According to Rob Biertempfel of the Trib, there are no active discussions between McCutchen and the organization – but his sources say that the club is “willing to go to great lengths to keep McCutchen in Pittsburgh, even if the numbers approach the current salary stratosphere of $25 million-plus per year.”
When asked about it, the 28-year-old standout offered these brief remarks:
"“If that happens, that will be something we’ll talk about. Right now, I’m not too worried about it. It’s nothing that I’m thinking about, really. If it happens, that would be great. I look forward to it if they do that.”"
Last season, McCutchen batted .314/.410/.542 for the Pirates, while finishing third in the National League MVP voting. He added 25 long-balls and 83 runs batted in to go along with a career-high 38 doubles. 2015 marked the third-straight season he posted a slash-live above .300/.400/.500.
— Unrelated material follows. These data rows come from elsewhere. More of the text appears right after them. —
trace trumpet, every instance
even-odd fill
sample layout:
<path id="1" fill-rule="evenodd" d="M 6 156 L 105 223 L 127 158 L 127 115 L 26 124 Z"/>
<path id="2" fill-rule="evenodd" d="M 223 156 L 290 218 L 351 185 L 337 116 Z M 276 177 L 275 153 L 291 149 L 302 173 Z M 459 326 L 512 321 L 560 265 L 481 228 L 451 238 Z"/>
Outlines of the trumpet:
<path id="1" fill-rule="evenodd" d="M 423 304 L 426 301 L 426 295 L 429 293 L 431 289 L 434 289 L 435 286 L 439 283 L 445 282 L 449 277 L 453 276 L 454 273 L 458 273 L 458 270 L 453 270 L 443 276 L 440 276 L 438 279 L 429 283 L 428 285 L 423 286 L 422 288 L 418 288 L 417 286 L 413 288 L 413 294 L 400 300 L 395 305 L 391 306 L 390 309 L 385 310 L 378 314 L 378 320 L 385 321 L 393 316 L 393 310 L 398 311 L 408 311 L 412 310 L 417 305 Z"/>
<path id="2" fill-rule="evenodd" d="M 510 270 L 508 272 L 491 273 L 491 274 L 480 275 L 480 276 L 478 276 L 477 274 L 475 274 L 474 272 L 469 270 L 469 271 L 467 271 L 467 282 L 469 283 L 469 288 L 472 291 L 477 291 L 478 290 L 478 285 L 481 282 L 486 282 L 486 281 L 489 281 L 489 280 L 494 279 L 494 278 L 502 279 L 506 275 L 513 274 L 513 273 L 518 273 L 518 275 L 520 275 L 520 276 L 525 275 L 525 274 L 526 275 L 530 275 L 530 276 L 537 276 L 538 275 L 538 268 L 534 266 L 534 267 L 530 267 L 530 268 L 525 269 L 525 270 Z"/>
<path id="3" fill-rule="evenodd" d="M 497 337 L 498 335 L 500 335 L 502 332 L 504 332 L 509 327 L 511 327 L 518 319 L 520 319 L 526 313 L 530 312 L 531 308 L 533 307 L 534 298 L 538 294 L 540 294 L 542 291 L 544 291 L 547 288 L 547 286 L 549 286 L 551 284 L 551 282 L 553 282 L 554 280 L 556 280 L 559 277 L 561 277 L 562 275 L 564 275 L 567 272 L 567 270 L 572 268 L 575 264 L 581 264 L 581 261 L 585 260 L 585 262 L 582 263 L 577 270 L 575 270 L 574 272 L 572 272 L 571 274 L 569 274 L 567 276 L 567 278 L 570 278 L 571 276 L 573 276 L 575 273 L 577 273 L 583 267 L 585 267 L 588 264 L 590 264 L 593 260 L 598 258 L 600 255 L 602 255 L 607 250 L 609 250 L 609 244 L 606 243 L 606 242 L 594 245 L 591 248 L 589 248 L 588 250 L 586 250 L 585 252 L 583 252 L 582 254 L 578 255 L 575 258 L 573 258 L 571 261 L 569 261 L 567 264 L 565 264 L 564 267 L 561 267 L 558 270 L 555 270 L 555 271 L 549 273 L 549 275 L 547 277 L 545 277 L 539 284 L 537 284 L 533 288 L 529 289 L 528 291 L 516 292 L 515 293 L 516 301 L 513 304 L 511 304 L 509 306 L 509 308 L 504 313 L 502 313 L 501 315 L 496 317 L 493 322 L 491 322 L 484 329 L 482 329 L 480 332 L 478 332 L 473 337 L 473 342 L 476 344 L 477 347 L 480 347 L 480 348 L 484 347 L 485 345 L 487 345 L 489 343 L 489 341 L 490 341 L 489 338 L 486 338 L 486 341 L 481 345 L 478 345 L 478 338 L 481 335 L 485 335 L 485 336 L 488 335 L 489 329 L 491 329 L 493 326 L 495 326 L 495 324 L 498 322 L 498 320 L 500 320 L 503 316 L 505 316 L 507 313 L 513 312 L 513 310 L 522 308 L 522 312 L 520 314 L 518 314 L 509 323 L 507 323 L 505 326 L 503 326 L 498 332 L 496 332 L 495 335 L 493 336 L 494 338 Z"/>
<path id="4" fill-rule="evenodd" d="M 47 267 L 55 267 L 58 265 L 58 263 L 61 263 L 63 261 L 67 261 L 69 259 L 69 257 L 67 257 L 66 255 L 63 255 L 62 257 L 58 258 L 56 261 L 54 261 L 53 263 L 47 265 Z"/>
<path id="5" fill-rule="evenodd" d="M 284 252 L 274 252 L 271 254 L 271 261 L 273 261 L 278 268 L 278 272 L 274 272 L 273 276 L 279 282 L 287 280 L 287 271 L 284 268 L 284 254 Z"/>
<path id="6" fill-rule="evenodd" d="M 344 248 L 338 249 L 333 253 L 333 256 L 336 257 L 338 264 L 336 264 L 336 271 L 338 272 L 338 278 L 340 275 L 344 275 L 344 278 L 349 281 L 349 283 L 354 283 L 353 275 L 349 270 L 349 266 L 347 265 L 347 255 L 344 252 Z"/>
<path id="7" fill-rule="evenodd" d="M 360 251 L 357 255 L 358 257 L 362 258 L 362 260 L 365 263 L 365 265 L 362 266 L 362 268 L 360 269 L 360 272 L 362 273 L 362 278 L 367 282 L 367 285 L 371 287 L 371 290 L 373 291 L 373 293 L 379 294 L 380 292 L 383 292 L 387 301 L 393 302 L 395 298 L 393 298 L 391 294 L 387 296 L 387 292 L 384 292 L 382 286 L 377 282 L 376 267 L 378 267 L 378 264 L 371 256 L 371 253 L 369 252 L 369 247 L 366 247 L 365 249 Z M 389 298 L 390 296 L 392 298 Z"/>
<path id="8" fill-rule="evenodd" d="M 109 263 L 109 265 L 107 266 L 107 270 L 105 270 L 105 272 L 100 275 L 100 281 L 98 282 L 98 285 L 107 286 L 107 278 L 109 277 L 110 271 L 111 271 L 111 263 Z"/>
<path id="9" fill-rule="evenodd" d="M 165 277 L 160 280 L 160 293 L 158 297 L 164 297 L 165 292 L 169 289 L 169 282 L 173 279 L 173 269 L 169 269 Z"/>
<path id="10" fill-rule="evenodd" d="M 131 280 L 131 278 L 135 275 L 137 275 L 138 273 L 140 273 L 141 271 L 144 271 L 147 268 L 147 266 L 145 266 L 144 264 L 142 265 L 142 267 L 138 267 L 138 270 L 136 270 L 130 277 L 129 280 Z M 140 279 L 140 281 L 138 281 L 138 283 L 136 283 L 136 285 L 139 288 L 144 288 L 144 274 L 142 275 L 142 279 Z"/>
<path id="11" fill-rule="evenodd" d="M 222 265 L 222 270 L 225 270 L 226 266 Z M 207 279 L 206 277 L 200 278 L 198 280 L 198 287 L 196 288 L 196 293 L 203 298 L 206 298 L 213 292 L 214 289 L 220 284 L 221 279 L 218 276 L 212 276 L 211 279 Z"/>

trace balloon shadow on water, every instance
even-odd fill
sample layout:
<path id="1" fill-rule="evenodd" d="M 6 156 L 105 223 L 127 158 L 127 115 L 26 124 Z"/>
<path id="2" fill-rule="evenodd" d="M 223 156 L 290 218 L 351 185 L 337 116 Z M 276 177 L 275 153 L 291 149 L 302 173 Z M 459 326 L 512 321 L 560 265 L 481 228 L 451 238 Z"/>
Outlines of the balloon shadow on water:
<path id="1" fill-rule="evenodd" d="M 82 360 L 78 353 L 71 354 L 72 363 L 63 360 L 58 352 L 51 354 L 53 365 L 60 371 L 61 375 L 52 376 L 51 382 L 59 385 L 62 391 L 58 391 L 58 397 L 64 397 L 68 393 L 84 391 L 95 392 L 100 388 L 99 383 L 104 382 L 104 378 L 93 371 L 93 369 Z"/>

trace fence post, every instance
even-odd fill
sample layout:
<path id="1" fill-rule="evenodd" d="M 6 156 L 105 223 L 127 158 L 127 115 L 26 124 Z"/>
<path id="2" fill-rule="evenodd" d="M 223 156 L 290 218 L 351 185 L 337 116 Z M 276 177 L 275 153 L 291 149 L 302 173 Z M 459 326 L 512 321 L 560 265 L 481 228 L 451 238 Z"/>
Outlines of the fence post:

Over the past four seasons, in which he has earned an All-Star selection in each, the Pirates outfielder has averaged 150-plus contests – while hitting 25 home runs and driving in just under 90 runs. He’s become the face of the franchise and a clubhouse leader for a young team that is coming off back-to-back postseason appearances for the first time since the early 1990s.
Flanked by the likes of Starling Marte and Gregory Polanco, McCutchen is one-third of perhaps the most talented outfield in all of Major League Baseball – and as the team’s leader, he’s set for a major payday. The question of whether or not he will remain productive throughout his 30s is a major concern for ownership, but Bob Nutting says he’s up for the challenge.
"“It’s a challenge we’re looking forward to. At this point, it’s not appropriate to dig in (and comment) on any particular player other than we really respect and appreciate what Andrew does, on and off the field, every day.”"
The organization has a major task at-hand moving forward, but with three years of team control remaining, time is on the Pirates’ side to get a deal done that works for both sides.